Ainsi de la Symphonie en un mouvement dans sa version originale, c’est-à-dire telle que Hans Rosbaud la créa à Cologne en 1952 avant sa révision. Si l’effectif de cette version princeps, qui fait l’économie des hautbois, demeure moins étoffé que dans la version révisée («Le caractère rhapsodique... a été retravaillé en faveur d’une présentation plus condensée» précise Zimmermann), la présence de l’orgue confère une rutilance à l’orchestration annonçant le «Preludio» et le «Tratto II» des Soldats. Chaotique, son entrée dès les premières mesures agit comme un météorite «chu d’un désastre obscur». La cohésion technique et spirituelle que réclame cette musique n’échappe pas à Peter Hirsch, ancien assistant de Michael Gielen lors d’une production des Soldats à l’Opéra de Francfort en 1981. Soulignons aussi la bonne balance orchestre/orgue qui contribue au succès de cette redécouverte. Pour la version définitive de la Symphonie en un mouvement, on recommandera l’interprétation de la Junge Deutsche Philharmonie âprement dirigée par... Witold Lutoslawski (Berlin Classics), préférable au confortable studio signé d’Ingo Metzmacher/Bamberg (EMI).

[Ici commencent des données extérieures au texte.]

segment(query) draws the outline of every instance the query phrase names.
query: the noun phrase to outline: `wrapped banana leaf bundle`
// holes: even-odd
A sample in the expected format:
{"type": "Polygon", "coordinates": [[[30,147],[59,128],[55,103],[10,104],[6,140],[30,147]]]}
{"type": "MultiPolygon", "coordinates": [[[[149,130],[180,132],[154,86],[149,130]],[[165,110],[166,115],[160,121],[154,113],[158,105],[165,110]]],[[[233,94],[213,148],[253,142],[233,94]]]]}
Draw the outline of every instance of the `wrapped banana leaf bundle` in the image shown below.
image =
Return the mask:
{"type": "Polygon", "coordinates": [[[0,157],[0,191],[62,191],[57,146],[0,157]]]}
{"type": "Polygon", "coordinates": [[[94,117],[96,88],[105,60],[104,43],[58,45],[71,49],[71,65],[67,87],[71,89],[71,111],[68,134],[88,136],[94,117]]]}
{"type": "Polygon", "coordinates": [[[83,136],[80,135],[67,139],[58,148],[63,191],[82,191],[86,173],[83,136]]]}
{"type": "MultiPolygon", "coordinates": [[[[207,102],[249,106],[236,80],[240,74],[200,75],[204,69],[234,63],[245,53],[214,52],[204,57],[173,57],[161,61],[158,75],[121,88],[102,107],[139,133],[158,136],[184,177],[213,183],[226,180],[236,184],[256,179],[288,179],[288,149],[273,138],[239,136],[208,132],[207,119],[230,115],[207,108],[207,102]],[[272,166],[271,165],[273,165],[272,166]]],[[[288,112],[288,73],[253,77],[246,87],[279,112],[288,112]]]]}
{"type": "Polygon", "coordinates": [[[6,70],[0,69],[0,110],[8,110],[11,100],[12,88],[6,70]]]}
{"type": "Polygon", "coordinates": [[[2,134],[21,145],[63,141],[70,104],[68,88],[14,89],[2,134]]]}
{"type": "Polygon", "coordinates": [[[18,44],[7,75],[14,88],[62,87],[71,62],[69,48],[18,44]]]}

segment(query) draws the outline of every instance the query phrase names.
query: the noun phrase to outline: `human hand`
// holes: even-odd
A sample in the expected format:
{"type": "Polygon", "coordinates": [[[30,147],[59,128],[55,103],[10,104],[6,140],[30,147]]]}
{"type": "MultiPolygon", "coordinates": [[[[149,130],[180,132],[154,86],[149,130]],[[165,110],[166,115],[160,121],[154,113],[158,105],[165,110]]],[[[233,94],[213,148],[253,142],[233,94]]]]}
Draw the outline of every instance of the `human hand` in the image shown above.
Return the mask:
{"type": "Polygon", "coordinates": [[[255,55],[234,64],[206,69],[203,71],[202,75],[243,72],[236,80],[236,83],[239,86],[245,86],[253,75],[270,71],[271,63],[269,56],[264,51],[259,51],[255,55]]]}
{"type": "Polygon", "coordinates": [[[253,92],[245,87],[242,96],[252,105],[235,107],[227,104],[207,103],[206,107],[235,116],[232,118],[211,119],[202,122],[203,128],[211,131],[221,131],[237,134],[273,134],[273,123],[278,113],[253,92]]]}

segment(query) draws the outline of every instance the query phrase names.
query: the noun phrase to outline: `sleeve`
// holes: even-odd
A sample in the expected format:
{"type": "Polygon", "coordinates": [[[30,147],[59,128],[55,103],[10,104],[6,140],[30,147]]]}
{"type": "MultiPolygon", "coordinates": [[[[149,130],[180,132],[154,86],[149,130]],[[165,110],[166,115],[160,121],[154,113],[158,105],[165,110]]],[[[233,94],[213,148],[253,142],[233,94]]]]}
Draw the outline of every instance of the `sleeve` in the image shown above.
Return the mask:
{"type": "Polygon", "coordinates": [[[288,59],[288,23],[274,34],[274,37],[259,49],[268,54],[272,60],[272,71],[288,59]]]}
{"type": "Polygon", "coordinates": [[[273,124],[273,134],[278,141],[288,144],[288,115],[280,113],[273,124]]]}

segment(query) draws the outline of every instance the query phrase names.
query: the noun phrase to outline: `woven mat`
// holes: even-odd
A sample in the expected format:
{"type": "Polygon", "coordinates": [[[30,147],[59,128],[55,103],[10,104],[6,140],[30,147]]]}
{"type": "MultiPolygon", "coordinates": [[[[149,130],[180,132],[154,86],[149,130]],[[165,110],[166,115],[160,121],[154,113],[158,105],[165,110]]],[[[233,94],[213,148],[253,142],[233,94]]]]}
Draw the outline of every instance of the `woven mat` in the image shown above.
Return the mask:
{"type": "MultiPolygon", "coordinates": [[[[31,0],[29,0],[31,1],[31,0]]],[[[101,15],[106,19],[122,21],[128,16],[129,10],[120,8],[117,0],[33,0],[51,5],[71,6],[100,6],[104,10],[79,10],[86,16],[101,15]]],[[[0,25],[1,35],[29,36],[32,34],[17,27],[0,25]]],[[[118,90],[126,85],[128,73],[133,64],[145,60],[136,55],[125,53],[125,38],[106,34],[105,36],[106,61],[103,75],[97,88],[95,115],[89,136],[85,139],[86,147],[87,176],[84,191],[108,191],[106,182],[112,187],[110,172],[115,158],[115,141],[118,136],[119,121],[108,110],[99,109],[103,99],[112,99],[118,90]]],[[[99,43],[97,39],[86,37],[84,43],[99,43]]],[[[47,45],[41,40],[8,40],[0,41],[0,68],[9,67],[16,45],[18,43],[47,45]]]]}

Le Concerto pour orchestre à cordes, daté de 1948, est un arrangement d’un trio à cordes composé au milieu de la guerre. L’alacrité des mouvements rapides évoque Milhaud tandis que l’Aria centrale accuse un lyrisme digne de Hartmann. Les danses de Giostra Genovese («Ronde génoise», 1962) se fondent quant à elles sur des pièces de Susato, Gibbons et Byrd. Zimmermann a opéré un arrangement d’un «anachronisme dirigé (sous condition de conserver impérativement l’original dans sa hauteur de son et sa durée), avec l’entière conscience du présent compris comme unité du passé et de l’avenir»: on voit que cet objet musical apparemment anodin, coincé entre le ballet blanc Présence et Tempus loquendi, partage avec ses voisins la «conception sphérique du temps» chère au compositeur rhénan. Dans la «Pavane II» d’après Gibbons, la caisse claire exécute un rythme de blues semblable à celui de l’ultime Stille und Umkehr (1970). «Seulement pour les gourmets», disait non sans humour Zimmermann de Giostra Genovese, qu’il remodela entièrement pour donner naissance à l’une de ses rares partitions accueillie par des «applaudissements frénétiques» à sa création: le «ballet noir en sept parties et une entrée» Musique pour les soupers du Roi Ubu (1966).


Celui-ci n’a rien d’une plaisanterie potache, même si l’humour n’en est pas absent. Mélange «d’un bouffon et d’un tueur en série», le personnage d’Alfred Jarry sert de prétexte à un exercice de collage d’une extraordinaire maestria. Contrairement à Luciano Berio qui, dans la troisième partie de sa Sinfonia (1968), utilise un mouvement de Mahler en guise de fil rouge, Zimmermann signe ici le manifeste de son esthétique pluraliste dont le jeu des citations tourne au tragique: Dies Irae grégorien puis berliozien (la Fantastique bien sûr), Canti di prigionia de Dallapiccola, Marche de Radetzky et Chevauchée des Walkyries (chéries d’Hitler comme chacun sait) pour aboutir à l’accord pivot du Neuvième Klavierstück de Stockhausen (son éternel rival), asséné sans ménagement. La direction ciselée de Peter Hirsch restitue superbement cette mosaïque musicale à la fois terrifiante et jubilatoire. Un jalon désormais incontournable de la discographie du compositeur.